Open Letter to Birth-workers for Epilepsy Awareness Week

Dear Birth workers, (Doctors, midwives, doulas etc)

This week is Epilepsy Awareness Week so I am writing an open letter to you all reflecting on my experience of being labelled ‘High-Risk’ in pregnancy due to having Epilepsy. I became pregnant in February 2015. This was my first baby, I was 30 years old. Around 2,500 women with epilepsy will have a baby each year in the UK. One in every 103 people has epilepsy. So the chances of you working with a woman and/or a family that has a member with Epilepsy is incredibly high. It is not an uncommon condition and I hope that this note might be a useful resource for those times.

First, I would like to say what utterly incredible work I think you all do. I am simply in awe of how hard you all work and I cannot begin to say how grateful I am for you. However, my experience of care during pregnancy and  postnatal period was very challenging and has left me saddened, which is the reason for this letter.
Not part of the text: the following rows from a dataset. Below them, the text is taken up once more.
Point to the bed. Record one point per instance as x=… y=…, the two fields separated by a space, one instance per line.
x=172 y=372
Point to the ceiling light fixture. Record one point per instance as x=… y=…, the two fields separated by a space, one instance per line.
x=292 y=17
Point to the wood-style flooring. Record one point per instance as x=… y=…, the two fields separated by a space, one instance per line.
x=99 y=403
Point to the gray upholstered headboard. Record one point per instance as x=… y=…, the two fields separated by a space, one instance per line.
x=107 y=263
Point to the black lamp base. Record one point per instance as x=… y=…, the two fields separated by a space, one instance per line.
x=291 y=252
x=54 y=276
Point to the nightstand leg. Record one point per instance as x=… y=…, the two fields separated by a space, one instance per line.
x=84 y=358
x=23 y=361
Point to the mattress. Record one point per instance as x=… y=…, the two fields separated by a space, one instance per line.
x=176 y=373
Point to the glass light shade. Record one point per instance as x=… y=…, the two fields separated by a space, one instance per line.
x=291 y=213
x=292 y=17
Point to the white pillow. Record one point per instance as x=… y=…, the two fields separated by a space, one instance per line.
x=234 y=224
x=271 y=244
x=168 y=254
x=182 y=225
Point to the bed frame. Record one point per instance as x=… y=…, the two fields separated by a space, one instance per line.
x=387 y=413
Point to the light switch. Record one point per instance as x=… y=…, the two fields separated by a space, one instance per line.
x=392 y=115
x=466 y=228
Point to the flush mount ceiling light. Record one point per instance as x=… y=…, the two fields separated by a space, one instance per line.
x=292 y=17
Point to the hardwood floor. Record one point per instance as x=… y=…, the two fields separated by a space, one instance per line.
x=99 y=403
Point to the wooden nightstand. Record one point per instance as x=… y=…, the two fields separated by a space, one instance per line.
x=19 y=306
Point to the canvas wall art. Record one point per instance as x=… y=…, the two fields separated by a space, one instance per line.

Early on in my pregnancy I was given a list of things I, ‘A Pregnant-Epileptic-Mum’ could not do. First on this list it said “Do Not Carry your baby on stairs”. I live in a garden flat accessed by a steep flight of metal steps. I had nightmares after that appointment for the rest of my pregnancy and still get twinges of fear when I am on the stairs with my baby – am I being irresponsible to go out and buy food?! My interactions with the medical staff left me feeling trapped and like my very existence was endangering my unborn child. Even that I was incredibly selfish to want to have a child.  I was made to feel toxic, and that no one wanted to ‘be responsible’ for me. Basically people where frightened of me, or more accurately of Epilepsy. At 38 weeks I went into labour naturally and after 14 hours had a straightforward, hospital vaginal delivery, supported by my amazing Doula and family. And despite all the concerns and disabling lists it was extraordinarily ordinary.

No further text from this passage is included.